Pépé, 7 heures du matin


Vous n’avez jamais été malade : les Provençaux, et particulièrement les Arlésiens, c’est bien connu, ont une solide constitution, de celle qui font les centenaires.

Vous vous êtes toujours levé de bonne heure pour aller travailler. Dame ! Cinquante km à une époque sans RER, ça demande un certain temps de transport, même pour un ingénieur à l’Aérospatiale…

Depuis toujours, vous teniez un registre où, quotidiennement, vous notiez la météo, les évènements du monde et ceux de la famille. Quelle somme d’informations et de mémoire pour les générations suivantes !

L’été, dans la maison de l’Allier, avec votre éternel tablier bleu et votre chapeau de paille, vous y alliez allègrement du sécateur, du tournevis et de la clé à molette pour entretenir jardin, mobilier et vélos de vos petits-enfants.

Le reste de l’année, les dimanches après le déjeuner en famille chez vous à Paris, nous parlions politique, environnement, littérature, sciences.

A notre départ, vous glissiez toujours, dans la main des petits, une enveloppe avec un billet ; et, à nous, leurs parents, un sac rempli de gâteaux et de 2 ou 3 pots de confiture et de Nutella.

Quand Mémé vous a laissé seul, vous étiez perdu.
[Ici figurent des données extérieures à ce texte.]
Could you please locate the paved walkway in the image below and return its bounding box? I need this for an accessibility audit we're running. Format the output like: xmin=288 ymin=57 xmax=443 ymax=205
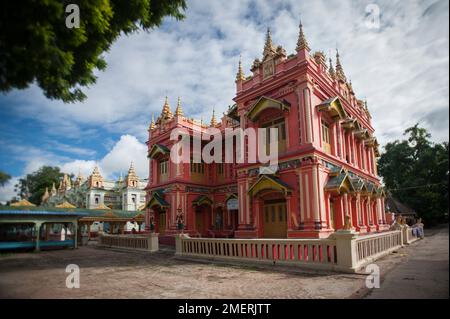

Mais toute la famille de Marseille comme de Paris s’est relayée pour compenser cet abandon. Avec votre grande force de caractère, vous n’avez jamais perdu le sourire et l’envie de vous cultiver, de vous informer, de vivre avec votre temps (avec quelle rapidité et facilité vous avez intégré l’Euro !).

Jusqu’à cet été 2004 où, d’un petit pépin à un gros, le chirurgien a dû vous couper une jambe et a recommandé à vos enfants de vous placer en maison de retraite médicalisée. Vous qui n’aviez pratiquement jamais quitté votre 20ème arrondissement !

A chacune de mes visites dans ce qui reste, pour moi, un mouroir, nous déjeunions ensemble et vous faisiez honneur avec gourmandise à tous les plats, à l’apéritif, au vin et au café. Et nous continuions à discuter de tout. Mais petit à petit, votre santé à décliné, tout doucement, presque imperceptiblement, dans une discrétion qui a toujours été votre manière de vivre.

Ces derniers mois, vous restiez à peine éveillé, juste le temps de nous reconnaître, de caresser mon chien, venu se blottir contre vous dans les couvertures.

Votre regard bleu, que j’ai toujours connu pétillant et plein de bonté, est devenu candide, comme étonné ; votre sourire incertain ; vos gestes lentes et précautionneux.

Cela fait 13 ans que vous vouliez rejoindre Mémé. Depuis ce matin, c’est fait. Je crois que vous devez être heureux.

Mais moi je suis très triste.


One comment on “Pépé, 7 heures du matin

  1. MichÚle dit :

    Je devine ta peine devant ce départ. Tu m’a toujours parlé de lui avec tendresse et admiration et ton hommage correspond bien à ce que tu as toujours exprimé vis-à-vis de lui. Je compatis de tout coeur à ton chagrin. Je t’embrasse.